InuYasha Fan Fiction ❯ Vastly Overrated ❯ Truthful Deceit ( Chapter 7 )

[ Y - Young Adult: Not suitable for readers under 16 ]

Truthful Deceit

Lies are dependant upon truth. If this is true would not it also be a lie? Because if lies are dependant upon truth doesn't that mean that they coexist? If this is fact, then the truth lies, but then again if truth lies, does that mean that lies tell the truth?

If a person tells a half-truth, isn't the other half a lie? If so then wouldn't it be a lie? If a half-truth is a lie, then what is a half-lie? Would it be a truth? How can the human mind comprehend such a concept without confusion?

The human mind doesn't have to comprehend this but still... What is the purpose of a lie if it's true? Then would something that's true be a lie?

The earth is moving on an orbital... is it moving forwards or backwards? Does the earth have a front and a back? No. At least this is what we're being told. The earth is round... that has been proven, but if the earth is round then where does it begin? In the north? South? East? West?

"Kagome, listen to me when I'm talking to you!" cried a frustrated voice. How familiar is that voice to me again? I sigh. "What's wrong mother?" I ask. I stare straight ahead as I ask this, I had been on my way out. Ooooh... Kagome was going to leave... is probably what my brother Dutai was thinking. He really angers me. I wish he would leave me be at least for five min- hours. Then again, I was only going to walk to the store. It would have given me something to do. I was restricted from my studio (something father added on to my punishment after I walked away from them a week ago), and I don't watch TV. I don't have a book to read. I was booooored. I was so bored that I wrote a poem about chicken grease. It went something along the lines of...

oh, indubidible chicken grease
you cooked my edible chicken see
in your oily substanc-y
your unhealthy aims to please...
oh, indubidible chicken grease...

I was honestly that bored. I can't believe that my family would torture me for this long... I mean, one week... second thought, I do believe that my family would torture me for this long.

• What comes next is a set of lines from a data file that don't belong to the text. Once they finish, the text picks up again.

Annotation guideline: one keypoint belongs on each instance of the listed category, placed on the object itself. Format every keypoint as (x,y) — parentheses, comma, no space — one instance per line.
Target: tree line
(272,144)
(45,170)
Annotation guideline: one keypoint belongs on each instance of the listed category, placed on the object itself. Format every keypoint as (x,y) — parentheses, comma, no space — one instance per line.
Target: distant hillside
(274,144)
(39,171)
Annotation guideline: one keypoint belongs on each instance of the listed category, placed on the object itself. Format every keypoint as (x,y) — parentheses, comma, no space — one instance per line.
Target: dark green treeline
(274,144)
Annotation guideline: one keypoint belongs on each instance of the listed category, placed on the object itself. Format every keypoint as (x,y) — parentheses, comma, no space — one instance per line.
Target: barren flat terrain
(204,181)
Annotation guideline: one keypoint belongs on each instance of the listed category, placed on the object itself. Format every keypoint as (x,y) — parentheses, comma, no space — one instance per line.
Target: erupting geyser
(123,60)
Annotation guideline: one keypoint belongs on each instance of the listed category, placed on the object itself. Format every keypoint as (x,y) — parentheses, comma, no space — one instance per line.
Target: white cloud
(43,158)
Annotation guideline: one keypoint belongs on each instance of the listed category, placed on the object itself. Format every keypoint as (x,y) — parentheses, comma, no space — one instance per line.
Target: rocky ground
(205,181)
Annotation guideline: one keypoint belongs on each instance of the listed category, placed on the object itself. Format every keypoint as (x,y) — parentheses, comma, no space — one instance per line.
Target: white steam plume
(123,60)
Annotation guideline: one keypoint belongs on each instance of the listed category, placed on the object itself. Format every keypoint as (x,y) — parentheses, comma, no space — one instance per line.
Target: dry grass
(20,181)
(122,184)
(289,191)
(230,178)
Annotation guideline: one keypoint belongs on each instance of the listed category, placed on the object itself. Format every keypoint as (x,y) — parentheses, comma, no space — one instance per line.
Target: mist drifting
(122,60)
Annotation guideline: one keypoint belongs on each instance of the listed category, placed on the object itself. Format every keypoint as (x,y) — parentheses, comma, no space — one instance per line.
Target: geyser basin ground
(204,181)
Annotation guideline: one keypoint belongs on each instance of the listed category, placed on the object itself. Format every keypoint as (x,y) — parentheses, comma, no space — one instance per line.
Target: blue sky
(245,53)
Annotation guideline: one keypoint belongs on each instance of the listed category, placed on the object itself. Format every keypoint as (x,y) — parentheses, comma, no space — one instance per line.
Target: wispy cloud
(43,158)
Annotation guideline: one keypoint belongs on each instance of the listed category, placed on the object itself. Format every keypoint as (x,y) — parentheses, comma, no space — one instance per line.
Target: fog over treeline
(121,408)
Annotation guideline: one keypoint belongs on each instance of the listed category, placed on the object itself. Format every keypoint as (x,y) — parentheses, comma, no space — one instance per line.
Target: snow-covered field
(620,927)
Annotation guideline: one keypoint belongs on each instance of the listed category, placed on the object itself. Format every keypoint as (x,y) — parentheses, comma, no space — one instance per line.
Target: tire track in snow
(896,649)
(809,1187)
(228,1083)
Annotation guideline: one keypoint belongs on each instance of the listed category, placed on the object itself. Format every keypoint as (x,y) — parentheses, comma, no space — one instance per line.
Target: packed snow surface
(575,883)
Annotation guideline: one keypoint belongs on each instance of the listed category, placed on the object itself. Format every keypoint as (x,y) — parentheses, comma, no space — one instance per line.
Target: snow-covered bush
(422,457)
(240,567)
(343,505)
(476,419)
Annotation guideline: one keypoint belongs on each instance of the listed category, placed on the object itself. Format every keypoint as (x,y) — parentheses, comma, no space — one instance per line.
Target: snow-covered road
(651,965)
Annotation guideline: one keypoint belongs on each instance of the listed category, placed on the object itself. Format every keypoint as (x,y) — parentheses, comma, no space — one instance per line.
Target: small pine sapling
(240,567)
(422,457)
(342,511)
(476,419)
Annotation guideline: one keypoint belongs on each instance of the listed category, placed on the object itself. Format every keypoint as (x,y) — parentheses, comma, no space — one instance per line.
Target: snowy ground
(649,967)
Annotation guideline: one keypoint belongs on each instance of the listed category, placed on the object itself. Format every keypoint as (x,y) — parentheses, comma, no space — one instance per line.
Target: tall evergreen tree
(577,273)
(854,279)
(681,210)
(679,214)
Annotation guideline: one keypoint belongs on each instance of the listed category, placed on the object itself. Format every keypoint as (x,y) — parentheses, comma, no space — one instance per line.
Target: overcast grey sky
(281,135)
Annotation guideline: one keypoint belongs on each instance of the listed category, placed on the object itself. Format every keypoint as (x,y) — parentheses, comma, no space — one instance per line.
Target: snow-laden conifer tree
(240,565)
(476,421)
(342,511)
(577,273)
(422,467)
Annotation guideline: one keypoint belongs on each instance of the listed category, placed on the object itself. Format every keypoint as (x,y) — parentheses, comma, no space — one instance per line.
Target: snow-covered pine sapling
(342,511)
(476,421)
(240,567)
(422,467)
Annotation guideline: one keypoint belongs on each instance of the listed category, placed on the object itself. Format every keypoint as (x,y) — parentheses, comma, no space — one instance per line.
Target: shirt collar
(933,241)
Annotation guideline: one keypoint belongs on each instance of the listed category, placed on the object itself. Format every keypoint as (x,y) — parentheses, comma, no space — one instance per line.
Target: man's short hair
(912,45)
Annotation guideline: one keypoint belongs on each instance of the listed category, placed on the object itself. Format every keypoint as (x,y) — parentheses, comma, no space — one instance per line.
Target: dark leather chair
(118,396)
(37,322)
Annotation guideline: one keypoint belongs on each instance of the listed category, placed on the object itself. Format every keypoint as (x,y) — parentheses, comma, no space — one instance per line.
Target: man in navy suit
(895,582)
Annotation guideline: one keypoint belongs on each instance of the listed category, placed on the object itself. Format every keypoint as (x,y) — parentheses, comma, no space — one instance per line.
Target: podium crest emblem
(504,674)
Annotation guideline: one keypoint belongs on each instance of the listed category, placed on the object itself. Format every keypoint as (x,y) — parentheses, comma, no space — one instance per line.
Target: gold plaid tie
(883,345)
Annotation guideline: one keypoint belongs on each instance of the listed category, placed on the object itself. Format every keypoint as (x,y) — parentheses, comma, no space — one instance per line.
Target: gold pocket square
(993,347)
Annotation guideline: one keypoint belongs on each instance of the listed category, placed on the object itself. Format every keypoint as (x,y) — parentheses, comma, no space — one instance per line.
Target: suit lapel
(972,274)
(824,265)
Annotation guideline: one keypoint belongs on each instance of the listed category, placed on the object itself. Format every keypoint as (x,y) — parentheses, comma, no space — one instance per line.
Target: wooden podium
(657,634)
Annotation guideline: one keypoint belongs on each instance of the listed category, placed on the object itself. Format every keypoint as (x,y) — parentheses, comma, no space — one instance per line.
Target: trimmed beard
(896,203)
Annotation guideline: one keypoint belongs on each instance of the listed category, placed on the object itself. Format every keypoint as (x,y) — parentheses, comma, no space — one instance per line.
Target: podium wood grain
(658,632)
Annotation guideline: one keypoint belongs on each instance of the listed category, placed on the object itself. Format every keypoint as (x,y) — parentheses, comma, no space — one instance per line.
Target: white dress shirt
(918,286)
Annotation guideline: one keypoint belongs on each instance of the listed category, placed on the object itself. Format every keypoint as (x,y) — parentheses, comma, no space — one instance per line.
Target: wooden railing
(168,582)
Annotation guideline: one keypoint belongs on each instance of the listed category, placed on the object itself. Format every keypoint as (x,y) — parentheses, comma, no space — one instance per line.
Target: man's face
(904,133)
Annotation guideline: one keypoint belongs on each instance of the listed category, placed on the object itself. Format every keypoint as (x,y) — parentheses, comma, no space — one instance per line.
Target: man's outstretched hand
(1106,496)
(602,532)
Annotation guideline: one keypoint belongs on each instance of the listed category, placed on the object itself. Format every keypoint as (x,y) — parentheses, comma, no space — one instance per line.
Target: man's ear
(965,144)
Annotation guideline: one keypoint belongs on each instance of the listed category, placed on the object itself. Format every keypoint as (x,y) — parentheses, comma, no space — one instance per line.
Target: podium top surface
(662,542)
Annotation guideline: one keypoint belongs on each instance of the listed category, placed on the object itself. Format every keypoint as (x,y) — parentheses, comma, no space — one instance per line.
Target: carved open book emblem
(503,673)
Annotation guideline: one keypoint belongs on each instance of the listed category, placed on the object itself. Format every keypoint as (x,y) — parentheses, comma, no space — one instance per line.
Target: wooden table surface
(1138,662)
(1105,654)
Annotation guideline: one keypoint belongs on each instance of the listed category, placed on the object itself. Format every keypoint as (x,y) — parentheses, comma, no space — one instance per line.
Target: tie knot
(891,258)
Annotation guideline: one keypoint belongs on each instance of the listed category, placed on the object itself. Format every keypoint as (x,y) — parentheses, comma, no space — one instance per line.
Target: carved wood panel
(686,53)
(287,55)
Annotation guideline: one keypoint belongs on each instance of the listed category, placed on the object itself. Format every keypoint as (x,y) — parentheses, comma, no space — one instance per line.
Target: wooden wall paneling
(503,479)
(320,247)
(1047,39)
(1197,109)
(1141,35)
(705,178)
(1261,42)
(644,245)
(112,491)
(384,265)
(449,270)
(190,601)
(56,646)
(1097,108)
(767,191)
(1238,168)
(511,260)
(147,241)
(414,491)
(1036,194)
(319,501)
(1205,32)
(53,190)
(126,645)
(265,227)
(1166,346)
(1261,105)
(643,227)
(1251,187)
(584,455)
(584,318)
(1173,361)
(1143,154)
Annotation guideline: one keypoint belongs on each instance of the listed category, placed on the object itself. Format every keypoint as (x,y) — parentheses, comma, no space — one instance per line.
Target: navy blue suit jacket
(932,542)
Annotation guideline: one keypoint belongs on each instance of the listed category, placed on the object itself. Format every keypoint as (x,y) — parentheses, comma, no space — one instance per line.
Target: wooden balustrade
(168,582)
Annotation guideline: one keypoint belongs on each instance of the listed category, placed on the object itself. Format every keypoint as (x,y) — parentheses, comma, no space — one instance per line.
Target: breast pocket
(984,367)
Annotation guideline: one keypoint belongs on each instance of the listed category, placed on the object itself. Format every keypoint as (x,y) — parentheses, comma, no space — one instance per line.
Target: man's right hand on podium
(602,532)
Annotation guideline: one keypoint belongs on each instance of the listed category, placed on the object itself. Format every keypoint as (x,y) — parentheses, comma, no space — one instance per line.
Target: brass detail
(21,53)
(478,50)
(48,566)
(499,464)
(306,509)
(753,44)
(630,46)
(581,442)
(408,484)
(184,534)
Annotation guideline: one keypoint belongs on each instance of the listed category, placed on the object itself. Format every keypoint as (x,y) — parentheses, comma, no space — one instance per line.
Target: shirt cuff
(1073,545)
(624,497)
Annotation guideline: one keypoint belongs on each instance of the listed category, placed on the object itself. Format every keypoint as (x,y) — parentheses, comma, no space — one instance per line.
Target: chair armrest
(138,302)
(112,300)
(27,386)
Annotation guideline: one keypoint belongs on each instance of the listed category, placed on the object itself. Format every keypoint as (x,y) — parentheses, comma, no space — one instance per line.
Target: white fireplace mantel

I sighed, Really I should find something else to do except to sigh and end up on the end of lectures that I never listen to. Then again when ever I try to go and do something productive, they always prevent my passage into less boring activities.
Decidedly, I listen once again to the woman that I am forced to call mother...

Reprehensible... Wait?!? "Reprehensible... mother.. please, I have done nothing recently to warrant the use of that word."

Keyword in my reply would be recently . See, reprehensible is a word that my mother uses for times when I deserve some form of punishment. I have a very bad history with that word. Back when I was young, bright, lively, oblivious, and not able to comprehend that my parents didn't actually care about me, my mother used to tell my father that I did things...

For example, My brother Dutai had destroyed her favorite vase. I was blamed.

Before my mom could reply I saw Shippou come into the room. "Aunt Higurashi... can Kagome take me to the store?" I inwardly grin. Shippou was only helping me. I really wanted to leave out of the house. Confined to my room... psh. Like they can make me stay.

"Kagome is on punishment..." said a voice from the door way. I scowled. It was Dutai. "But the store is just three blocks from here!" Cried Shippou. "I'll take you," said mother, and I sighed inwardly, but said nothing out of place.

"Pleeaase..." Shippou said while pouting adorably. I could see mother sighing, and I knew it was homefree for that one. "Yes, fine.. but come right back here after you're done."

I nod. Shippou and I walked out of the house, and toward the area in which the store was. As we were walking, I saw a black car drive up the road. The car paused beside us, and the window rolled down...

Well... I did say that I'd come back after I was done, right?